Binatang yang belum pasti wujudnya atau disebut kriptid itu antara lain yeti, loch ness, bigfoot, dan putri duyung. Wujud yang unik itu membuat jenglot dikategorikan sebagai kriptid. Namun, kriptozoologi termasuk pseudosains dan tidak diakui sebagai cabang zoologi.
/https%3A%2F%2Fasset.kgnewsroom.com%2Fphoto%2Fpre%2F2022%2F04%2F15%2F3e9276c8-bd44-4ce3-8dbd-2f9cc76752e6_jpg.jpg)
Pegunjung mengabadikan atraksi putri duyung di Jakarta Aquarium Safari di Jakarta, Jumat (15/4/2022).
Dari dua pemeriksaan di Indonesia dan Malaysia dan kajian budaya jenglot itu, maka diduga jenglot hanyalah makhluk buatan. Boneka ini dibuat dukun sebagai media untuk melakukan hal-hal magis yang negatif.
Ketidakpastian
Baik alien yang dipamerkan di depan Kongres Meksiko maupun jenglot yang dibanding-bandingkan warganet Indonesia nyatanya memang memiliki sejumlah persamaan. Selain menjadi ”makhluk” buatan manusia, keyakinan kuat akan keberadaan dua makhluk rekaan itu umumnya menguat di masa-masa krisis, saat kondisi sosial dan ekonomi sedang tidak stabil.
”Ketika orang merasa terisolasi dan frustrasi, mereka cenderung memercayai teori konspirasi untuk membuat diri mereka lebih baik,” kata profesor psikologi sosial Universitas Kent, Inggris, Karen Douglas, kepada BBC, 8 Juli 2022.
Bagaimanapun, seperti diungkapkan ahli neurosains yang kini menjadi Dekan Fakultas Kedokteran Universitas Pembangunan Nasional Veteran Jakarta Taufiq Pasiak, seperti dikutip Kompas, 25 April 2020, otak manusia adalah mesin pembangkit kepercayaan. ”Manusia menciptakan kepercayaan untuk memberi rasa aman,” katanya.

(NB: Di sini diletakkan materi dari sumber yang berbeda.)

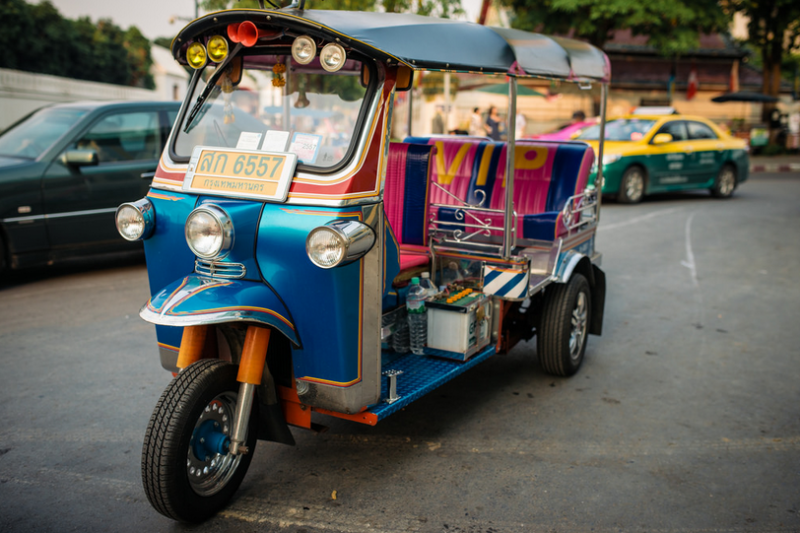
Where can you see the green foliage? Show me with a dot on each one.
(673, 26)
(36, 38)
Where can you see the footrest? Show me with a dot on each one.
(417, 375)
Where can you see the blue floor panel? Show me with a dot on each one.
(421, 374)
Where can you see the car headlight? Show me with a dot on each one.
(339, 242)
(136, 220)
(209, 232)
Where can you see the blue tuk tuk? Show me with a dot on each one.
(281, 234)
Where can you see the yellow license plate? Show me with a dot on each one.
(245, 173)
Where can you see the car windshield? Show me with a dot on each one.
(33, 136)
(623, 129)
(277, 107)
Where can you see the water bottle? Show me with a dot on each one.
(400, 337)
(426, 283)
(417, 317)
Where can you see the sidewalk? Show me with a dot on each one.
(778, 163)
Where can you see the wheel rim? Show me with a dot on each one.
(634, 186)
(210, 474)
(727, 182)
(578, 332)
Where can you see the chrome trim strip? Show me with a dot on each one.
(61, 215)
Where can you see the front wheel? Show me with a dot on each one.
(631, 187)
(725, 183)
(187, 471)
(561, 337)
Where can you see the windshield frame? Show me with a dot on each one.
(358, 128)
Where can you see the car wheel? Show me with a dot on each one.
(725, 183)
(631, 187)
(187, 471)
(564, 325)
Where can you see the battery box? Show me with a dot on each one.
(458, 324)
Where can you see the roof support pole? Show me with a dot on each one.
(598, 181)
(509, 233)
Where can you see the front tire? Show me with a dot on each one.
(182, 479)
(725, 183)
(631, 187)
(561, 338)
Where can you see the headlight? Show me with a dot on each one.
(196, 55)
(217, 48)
(339, 242)
(304, 49)
(332, 57)
(136, 220)
(209, 232)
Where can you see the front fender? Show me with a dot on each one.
(197, 300)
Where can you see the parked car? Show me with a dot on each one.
(647, 154)
(65, 168)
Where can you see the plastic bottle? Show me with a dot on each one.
(417, 317)
(426, 283)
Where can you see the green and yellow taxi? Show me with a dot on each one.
(649, 154)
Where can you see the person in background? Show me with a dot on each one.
(519, 131)
(476, 127)
(437, 126)
(493, 124)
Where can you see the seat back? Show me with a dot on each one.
(405, 192)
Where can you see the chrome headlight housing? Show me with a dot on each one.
(136, 220)
(339, 242)
(209, 232)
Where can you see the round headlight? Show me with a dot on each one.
(217, 48)
(196, 55)
(304, 49)
(209, 232)
(332, 57)
(339, 242)
(325, 247)
(135, 220)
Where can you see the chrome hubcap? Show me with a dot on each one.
(209, 475)
(578, 332)
(634, 186)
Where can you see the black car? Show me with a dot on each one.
(64, 169)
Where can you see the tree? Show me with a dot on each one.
(673, 26)
(773, 30)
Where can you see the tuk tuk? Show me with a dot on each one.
(280, 237)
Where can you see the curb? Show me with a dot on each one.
(775, 167)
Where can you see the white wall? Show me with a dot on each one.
(22, 92)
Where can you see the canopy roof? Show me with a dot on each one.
(426, 43)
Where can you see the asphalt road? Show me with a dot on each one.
(684, 418)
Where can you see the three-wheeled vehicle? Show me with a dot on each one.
(281, 234)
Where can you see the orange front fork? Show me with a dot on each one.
(251, 370)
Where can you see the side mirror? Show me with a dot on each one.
(79, 158)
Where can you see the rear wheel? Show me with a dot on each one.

Baca juga: Perdukunan dan Otak Kita
Orang-orang ingin memercayai keberadaan alien dengan segala asumsi kepintarannya atau jenglot dengan berbagai kekuatan dan daya magisnya karena ingin memiliki rasa aman dan nyaman di tengah situasi yang penuh ketidakpastian. Masalah apakah alien atau jenglot itu benar-benar ada, bisa dibuktikan secara ilmiah atau tidak, tidak menjadi persoalan sepanjang keyakinan itu bisa memberi mereka kepastian.